L’heure est à l’humilité, mais aussi à la solidarité et à la détermination. Notre société a besoin d’une école publique pour apprendre ensemble, et d’un travail inlassable avec tous les acteurs de l’éducation pour faire naître le désir d’apprendre.
Média secondaire

Philippe Meirieu est Président des CEMÉA


La crise sanitaire que nous traversons nous marquera sans doute profondément et l’on n’a pas fini d’en tirer des leçons. Leçons d’humilité face à la découverte de l’immense fragilité de notre modèle de civilisation. Leçons de solidarité face à la reconnaissance de notre étroite interdépendance. Leçons de détermination, aussi, face à la nécessité de prendre soin, concrètement et très vite, des humains et de leur planète.

En matière éducative, nous savions déjà l’importance des inégalités sociales et familiales dans le destin de nos enfants… Le confinement et la reprise chaotique de l’école ont confirmé le poids des conditions matérielles d’apprentissages mais nous ont également démontré, si c’était encore nécessaire, que le désir d’apprendre et la volonté d’acquérir les savoirs nécessaires à notre émancipation ne sont pas innés et requièrent une mobilisation et un accompagnement éducatif exigeants.

Cemea

Faire société

Nous savions aussi que l’École n’est pas seulement un ensemble d’établissements faits pour que nos enfants apprennent, mais qu’elle est une institution – étymologiquement « ce qui nous institue, nous fait tenir debout » – créée pour que nos enfants « apprennent ensemble », partagent des connaissances et accèdent aux valeurs qui leur permettent de « faire société »…

Les tentatives d’ « école à la maison », les désillusions face à un usage du numérique réduit à l’application de protocoles individuels standardisés, le décrochage de trop nombreux élèves, la solitude et la détresse psychologique de beaucoup d’autres, tout cela a encore renforcé la nécessité de la mise en œuvre d’une pédagogie soucieuse de la construction du collectif et qui fasse de la coopération entre pairs la clé de voûte de la scolarité.

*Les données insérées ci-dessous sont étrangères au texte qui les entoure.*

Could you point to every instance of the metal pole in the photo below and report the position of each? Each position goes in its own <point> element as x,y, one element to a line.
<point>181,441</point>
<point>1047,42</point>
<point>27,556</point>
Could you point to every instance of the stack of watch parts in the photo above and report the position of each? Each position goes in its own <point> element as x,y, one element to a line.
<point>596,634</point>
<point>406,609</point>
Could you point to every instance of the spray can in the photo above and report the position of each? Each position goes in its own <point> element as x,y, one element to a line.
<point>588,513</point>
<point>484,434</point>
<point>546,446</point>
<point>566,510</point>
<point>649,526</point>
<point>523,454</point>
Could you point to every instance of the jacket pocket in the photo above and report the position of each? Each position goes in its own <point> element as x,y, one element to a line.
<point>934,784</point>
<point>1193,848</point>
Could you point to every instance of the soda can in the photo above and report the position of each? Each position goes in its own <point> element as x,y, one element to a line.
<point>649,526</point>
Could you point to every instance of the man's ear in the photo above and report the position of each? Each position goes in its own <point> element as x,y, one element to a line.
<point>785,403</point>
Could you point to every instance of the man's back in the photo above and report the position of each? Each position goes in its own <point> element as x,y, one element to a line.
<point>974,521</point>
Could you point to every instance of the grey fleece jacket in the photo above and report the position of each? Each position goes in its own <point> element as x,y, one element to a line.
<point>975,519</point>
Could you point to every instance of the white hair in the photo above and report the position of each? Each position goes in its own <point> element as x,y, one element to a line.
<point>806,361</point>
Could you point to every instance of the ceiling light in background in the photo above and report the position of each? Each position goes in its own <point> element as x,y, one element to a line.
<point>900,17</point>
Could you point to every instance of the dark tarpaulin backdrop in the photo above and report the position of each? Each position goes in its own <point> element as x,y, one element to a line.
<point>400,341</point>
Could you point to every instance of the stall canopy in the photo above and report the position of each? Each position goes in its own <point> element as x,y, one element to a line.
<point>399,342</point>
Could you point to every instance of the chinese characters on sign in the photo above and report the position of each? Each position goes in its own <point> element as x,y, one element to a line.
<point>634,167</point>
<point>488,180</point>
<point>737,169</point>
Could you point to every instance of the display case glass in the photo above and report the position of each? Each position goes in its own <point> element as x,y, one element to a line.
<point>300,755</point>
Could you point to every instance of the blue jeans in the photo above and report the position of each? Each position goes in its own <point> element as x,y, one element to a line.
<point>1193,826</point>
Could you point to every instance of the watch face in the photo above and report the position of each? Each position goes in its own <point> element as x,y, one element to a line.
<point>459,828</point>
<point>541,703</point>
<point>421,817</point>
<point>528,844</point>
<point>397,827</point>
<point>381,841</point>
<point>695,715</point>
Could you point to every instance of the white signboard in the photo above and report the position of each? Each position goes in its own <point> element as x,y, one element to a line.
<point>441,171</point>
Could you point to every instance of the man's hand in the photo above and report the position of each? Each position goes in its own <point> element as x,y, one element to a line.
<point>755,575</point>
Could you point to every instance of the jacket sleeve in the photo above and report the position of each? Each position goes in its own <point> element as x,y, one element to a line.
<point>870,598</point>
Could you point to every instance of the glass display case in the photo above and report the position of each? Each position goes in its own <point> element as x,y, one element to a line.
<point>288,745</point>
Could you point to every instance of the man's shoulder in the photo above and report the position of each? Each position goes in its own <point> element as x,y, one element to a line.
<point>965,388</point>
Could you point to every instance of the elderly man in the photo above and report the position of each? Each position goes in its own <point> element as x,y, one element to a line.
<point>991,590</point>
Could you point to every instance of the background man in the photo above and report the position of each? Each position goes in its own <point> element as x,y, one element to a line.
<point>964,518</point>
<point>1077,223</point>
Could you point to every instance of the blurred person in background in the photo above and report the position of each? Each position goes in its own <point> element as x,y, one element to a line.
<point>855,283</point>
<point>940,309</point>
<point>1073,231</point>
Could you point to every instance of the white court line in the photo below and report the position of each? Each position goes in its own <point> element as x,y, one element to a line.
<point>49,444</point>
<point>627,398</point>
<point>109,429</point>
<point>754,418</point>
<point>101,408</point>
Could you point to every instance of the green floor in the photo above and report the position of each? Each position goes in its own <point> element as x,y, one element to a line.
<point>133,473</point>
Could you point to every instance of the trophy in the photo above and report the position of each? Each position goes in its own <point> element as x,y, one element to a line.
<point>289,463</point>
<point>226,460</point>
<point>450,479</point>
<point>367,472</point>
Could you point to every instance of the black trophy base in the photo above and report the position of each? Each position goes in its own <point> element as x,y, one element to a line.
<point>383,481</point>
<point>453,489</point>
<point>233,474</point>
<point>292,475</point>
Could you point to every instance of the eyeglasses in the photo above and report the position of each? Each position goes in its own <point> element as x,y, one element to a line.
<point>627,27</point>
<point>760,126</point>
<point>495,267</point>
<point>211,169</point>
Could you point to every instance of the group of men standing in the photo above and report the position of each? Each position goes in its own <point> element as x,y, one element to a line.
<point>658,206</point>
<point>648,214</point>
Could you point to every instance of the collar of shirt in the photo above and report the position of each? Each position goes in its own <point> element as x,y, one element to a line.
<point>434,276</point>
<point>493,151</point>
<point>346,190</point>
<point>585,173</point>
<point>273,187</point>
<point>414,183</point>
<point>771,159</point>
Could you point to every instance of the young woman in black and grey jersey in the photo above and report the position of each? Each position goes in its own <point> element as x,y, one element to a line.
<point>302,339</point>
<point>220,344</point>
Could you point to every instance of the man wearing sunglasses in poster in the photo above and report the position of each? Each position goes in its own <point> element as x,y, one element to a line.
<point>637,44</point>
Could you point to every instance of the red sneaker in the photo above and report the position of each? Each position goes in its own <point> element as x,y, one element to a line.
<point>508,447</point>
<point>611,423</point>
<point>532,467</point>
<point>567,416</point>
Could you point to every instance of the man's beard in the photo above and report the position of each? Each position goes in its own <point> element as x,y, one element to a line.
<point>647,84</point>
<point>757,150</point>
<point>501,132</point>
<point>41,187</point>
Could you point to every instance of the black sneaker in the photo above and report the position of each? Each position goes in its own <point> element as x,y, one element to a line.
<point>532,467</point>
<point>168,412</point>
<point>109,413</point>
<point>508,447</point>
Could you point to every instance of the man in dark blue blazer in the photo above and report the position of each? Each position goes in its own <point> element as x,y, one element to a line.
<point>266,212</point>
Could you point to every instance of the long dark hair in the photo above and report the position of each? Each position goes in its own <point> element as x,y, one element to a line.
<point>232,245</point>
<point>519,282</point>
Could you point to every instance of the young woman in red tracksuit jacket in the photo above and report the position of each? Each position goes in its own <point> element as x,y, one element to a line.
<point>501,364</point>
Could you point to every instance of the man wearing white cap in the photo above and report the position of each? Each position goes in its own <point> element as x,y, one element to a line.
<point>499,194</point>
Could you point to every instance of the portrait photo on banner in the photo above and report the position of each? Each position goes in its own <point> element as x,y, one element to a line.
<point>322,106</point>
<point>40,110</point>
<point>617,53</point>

Nous savions, enfin, que l’École ne peut pas se contenter de distribuer des savoirs académiques et d’en vérifier l’hypothétique mémorisation lors de contrôles plus ou moins continus. Nous savions qu’elle a vocation de permettre à chacune et à chacun de « penser par soi-même » en dépassant les représentations sommaires, les clichés et les dogmes de toutes sortes. Nous savions que l’enseignement doit entraîner les élèves dans une aventure joyeuse où la recherche de la précision, de la justesse et de la vérité l’emporte sur les satisfactions faciles de l’identification à un leader ou de l’obéissance à un slogan… Mais nous avons vu à quel point nos démocraties doivent travailler sans relâche pour former des citoyens lucides et critiques à la fois, capables d’engager des débats sereins, en mobilisant des connaissances scientifiques mais sans imaginer jamais faire l’impasse sur des choix de valeurs inhérents à toute décision humaine.

Bref, nous savions que les idéaux de l’Éducation nouvelle étaient toujours d’actualité. Mais nous avons vu, ces derniers mois, qu’il était essentiel et urgent de se remobiliser collectivement autour d’eux. Et de le faire, tout à la fois, dans le secteur des loisirs que dans celui de l’éducation aux médias, dans le domaine de la lutte contre toutes les discriminations et dans celui de la santé mentale, en matière d’accès à une culture de qualité comme dans le partage, au quotidien, de solidarité et de fraternité. C’est pourquoi les CEMEA veulent s’inscrire aujourd’hui dans les politiques publiques porteuses de ces valeurs, aux côtés de l’État et des collectivités territoriales de Métropole et d’Outre-Mer, avec le souci de s’ouvrir à tous les publics. C’est pourquoi aussi les CEMEA veulent travailler avec tous les acteurs de l’éducation : les parents et les soignants, les artistes et les militants des droits humains, et, évidemment, les enseignants.

Apprendre à vivre ensemble sur notre unique planète

Car, nous sommes convaincus en effet, plus que jamais, de l’importance décisive de l’École pour tous les enfants et, en particulier, les plus démunis ou en difficulté. Nous croyons que l’École publique, avec son projet consubstantiel de mixité sociale, est essentielle pour lutter contre toutes les formes de ségrégation et d’exclusion. Nous savons qu’à travers la transmission des connaissances, les professeurs peuvent se faire de véritables formateurs à une citoyenneté lucide et solidaire.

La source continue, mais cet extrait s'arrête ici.